Richard Appleton (17 January 1932 – 27 April 2005) was an Australian poet, raconteur and editor who became editor-in-chief of the Australian Encyclopaedia and, in 1987, was co-editor with Alex Galloway of the posthumous Lex Banning poetry collection There Was a Crooked Man. He was a long-time associate of the Sydney Push, of which his memoirs were published posthumously in 2009. He helped create The Pluralist, a journal of dissident thought.

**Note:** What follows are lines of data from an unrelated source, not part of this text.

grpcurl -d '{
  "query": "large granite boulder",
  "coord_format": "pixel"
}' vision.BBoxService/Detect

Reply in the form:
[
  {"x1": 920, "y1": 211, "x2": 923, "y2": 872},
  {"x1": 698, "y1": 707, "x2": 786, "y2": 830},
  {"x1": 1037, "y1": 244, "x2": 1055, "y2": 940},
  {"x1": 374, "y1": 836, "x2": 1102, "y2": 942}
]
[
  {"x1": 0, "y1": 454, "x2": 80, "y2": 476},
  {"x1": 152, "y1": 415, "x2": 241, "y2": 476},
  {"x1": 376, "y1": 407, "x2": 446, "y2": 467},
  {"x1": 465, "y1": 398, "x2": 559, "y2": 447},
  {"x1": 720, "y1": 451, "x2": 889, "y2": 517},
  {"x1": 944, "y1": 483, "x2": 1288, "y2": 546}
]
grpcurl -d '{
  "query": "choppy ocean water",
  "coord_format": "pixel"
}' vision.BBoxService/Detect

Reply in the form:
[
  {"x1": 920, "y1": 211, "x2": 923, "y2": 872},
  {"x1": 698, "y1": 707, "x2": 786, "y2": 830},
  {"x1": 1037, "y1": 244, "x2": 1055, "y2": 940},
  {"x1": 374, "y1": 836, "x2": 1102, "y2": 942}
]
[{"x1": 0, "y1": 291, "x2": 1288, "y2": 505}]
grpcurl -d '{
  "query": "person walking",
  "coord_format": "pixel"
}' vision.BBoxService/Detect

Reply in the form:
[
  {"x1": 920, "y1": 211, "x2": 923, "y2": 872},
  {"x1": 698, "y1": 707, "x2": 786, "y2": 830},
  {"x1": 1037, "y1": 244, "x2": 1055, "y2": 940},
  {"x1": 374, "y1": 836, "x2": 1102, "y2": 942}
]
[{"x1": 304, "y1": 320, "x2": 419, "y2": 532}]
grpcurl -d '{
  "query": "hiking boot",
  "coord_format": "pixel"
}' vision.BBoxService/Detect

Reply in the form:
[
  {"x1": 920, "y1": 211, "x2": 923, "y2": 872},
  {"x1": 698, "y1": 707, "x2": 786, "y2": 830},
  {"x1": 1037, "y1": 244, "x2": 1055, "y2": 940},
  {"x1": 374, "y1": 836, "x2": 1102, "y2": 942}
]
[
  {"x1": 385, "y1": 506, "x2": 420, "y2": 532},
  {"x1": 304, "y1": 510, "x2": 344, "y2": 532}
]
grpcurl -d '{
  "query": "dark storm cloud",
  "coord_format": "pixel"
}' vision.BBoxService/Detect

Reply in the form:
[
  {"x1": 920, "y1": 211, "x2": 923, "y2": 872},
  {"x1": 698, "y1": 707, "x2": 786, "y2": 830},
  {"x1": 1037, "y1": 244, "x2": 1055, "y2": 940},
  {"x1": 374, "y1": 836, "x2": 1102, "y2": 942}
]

Appleton was born at Mosman, Sydney, NSW and died at Cessnock NSW. He was educated at North Sydney Boys' High School, the Royal Australian Naval College and Sydney University where he was a devotee of John Anderson and co-edited an issue of the annual Arna. He also attended and graduated from a Melbourne teachers' college in 1957-1958—"a crash course of only one year to become a qualified teacher".
He entered publishing in about 1967, and became editor-in-chief of the Australian Encyclopaedia in 1977, overseeing the fourth edition (1983) and the fifth edition (1988). As a freelance in later years, in conjunction with his wife, Barbara, he compiled the Cambridge Dictionary of Australian Places. In the 1980s Appleton edited the Australian content of the Encyclopædia Britannica. In 2008, he was honoured posthumously by the Australian Labor Party for services to the party.
Appleton was described in Clive James’s 2003 book As of This Writing as "among the most gifted" Australian poets of his time. In the same book he lamented Appleton’s "premature death." After Appleton’s name was mentioned during an ABC talk, James learnt that he was, in fact, still alive and rang to apologise. "I was happy to forgive him," Appleton said. "After all, not everybody gets to read his own obituary, and a glowing one at that."